Dando continuidade à minha postagem de trabalhos de Merquior, informo sobre a disponibilidade desta análise diplomática que ele fez em Bonn, em 1973, ou seja, pouco tempo depois que a Grã-Bretanha aderiu à então Comunidade Econômica Europeia.

O trabalho, disponível em bibliotecas de Brasília (Itamaraty, Câmara e Senado), é este aqui: 

O sistema internacional e a Europa Ocidental” (Bonn, janeiro-fevereiro de 1973). [Brasília:] Ministério das Relações Exteriores, 1973 (separata).

O trabalho pode ser lido ou descarregado na plataforma Academia.edu:



Efetuei uma breve análise num trabalho mais longo sobre o pensamento político de Merquior, do qual destaco esses trechos: 

Merquior diplomata: o sistema internacional e a Europa ocidental
(...)
... um exemplo de seu trabalho meticuloso de análise do mundo da política internacional sobreviveu à crítica destrutiva das traças, ao ter sido mimeografado e distribuído como “folheto” pelo próprio Itamaraty.
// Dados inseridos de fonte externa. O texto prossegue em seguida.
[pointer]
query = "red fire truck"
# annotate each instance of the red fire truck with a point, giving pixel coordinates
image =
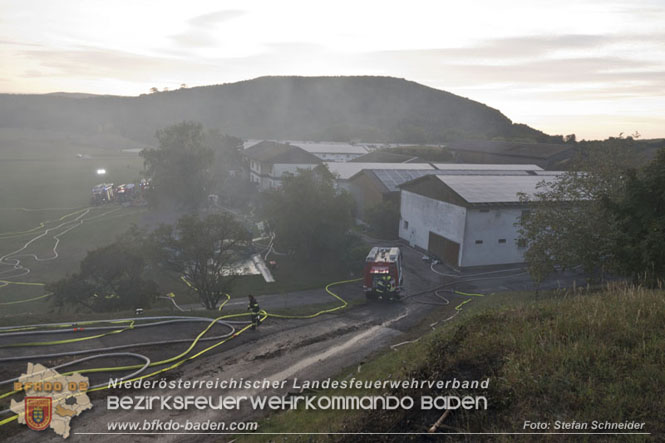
(383, 261)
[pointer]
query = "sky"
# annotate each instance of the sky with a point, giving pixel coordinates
(590, 67)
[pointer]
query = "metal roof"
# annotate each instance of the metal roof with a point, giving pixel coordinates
(331, 148)
(347, 170)
(392, 178)
(486, 166)
(492, 188)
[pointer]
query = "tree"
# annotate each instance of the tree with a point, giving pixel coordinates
(567, 223)
(202, 251)
(309, 216)
(640, 216)
(383, 218)
(110, 279)
(180, 166)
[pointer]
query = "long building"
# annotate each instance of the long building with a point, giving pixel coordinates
(376, 183)
(467, 220)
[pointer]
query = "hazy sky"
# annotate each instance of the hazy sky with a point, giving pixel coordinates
(595, 68)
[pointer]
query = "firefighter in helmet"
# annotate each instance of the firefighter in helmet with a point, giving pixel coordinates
(380, 287)
(254, 310)
(391, 289)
Encontrei-o no catálogo da biblioteca do Itamaraty – e também nos das bibliotecas do Congresso – sob o seguinte título: “O sistema internacional e a Europa Ocidental”, datado de “Bonn, janeiro-fevereiro de 1973” (seu segundo posto na carreira, depois da embaixada em Paris), em 27 páginas cuidadosamente datilografadas, cujo estatuto preciso – se anexo a algum ofício de rotina, depois transformado em separata, ou se já um trabalho extra em meio aos expedientes de rotina – ainda precisa ser identificado.
O fato é que se trata de um curto, sintético, mas erudito ensaio – nada menos do que treze obras na bibliografia, entre eles a famosa conferência do embaixador, ex-chanceler de João Goulart, João Augusto de Araujo Castro, sobre o “congelamento do poder mundial”, e um artigo de Roberto Campos no Globo, no próprio mês de janeiro de 1973 – discutindo o panorama internacional no início daquela década, com uma atenção especial para o papel da Europa ocidental, ou mais especificamente da Comunidade Econômica Europeia, acrescida recentemente do ingresso do Reino Unido, no difícil equilíbrio de poderes no mundo bipolar da Guerra Fria, mas já marcando o retorno da China ao cenário geopolítico internacional. O trabalho está dividido em quatro partes bem identificadas: (a) “a dinâmica do sistema internacional nos anos 70”, com um pouco de prospectiva, portanto; (b) “o pentarca hipotético: a posição da Europa Ocidental”, entre os dois gigantes adversários; (c) “Détente, congelamento do poder mundial e impasse europeu”, com suas observações sobre os interesses contraditórios dos três grandes atores da CEE, França, Alemanha e Reino Unido; (d) “as negociações europeias de 1973”, sobre o começo do processo que seria depois conhecido como “acordos de Helsinque”, de 1975, e novas negociações em torno das armas nucleares entre os EUA e a URSS; mais a conclusão e a bibliografia.
Não é o caso de retomar aqui cada um dos seus argumentos sobre o cenário mundial e seus desenvolvimentos prováveis numa conjuntura em que os EUA procuravam se desengajar da terrível guerra do Vietnã, ao mesmo tempo em que a URSS brejnevista se dedicava a novos ensaios de projeção internacional em outros continentes, e quando a China buscava, justamente, uma aproximação ao Ocidente, ao ter na União Soviética a sua principal ameaça e favorecendo – este um ponto central – uma maior integração europeia, inclusive na área de defesa, como forma de diluir o imenso poderio convencional e nuclear da antiga aliada no sonho comunista. Merquior faz vários retrospectos ao período mais crucial da Guerra Fria e à doutrina da “mútua destruição” de Foster Dulles, mencionando en passant que “o Prof. Henry Kissinger é um renomado especialista em Metternich e Bismarck” (p. 1). Mesmo reconhecendo a oposição EUA-URSS, Merquior enfatiza que não se trata de um antagonismo “inspirado por reivindicações territoriais, mas sim por divergências ideológicas”, ao passo que “o antagonismo URSS-China, ao contrário, parte de motivos ideológicos, mas encerra uma divergência geográfica de enorme peso histórico” (pp. 2-3; ênfase no original). A partir desse cenário, Merquior observa que: 

De todas as combinações possíveis no interior do triângulo, a mais improvável é, de longe, uma conjunção sino-soviética contra os USA, sendo muito mais verossímil que os soviéticos se sintam obrigados a se aproximar de Washington, quando e se a China aumentar substancialmente seu capital estratégico e sua penetração nas zonas de influência soviética (p. ex., o Oriente Médio). (p. 4; ênfase no original)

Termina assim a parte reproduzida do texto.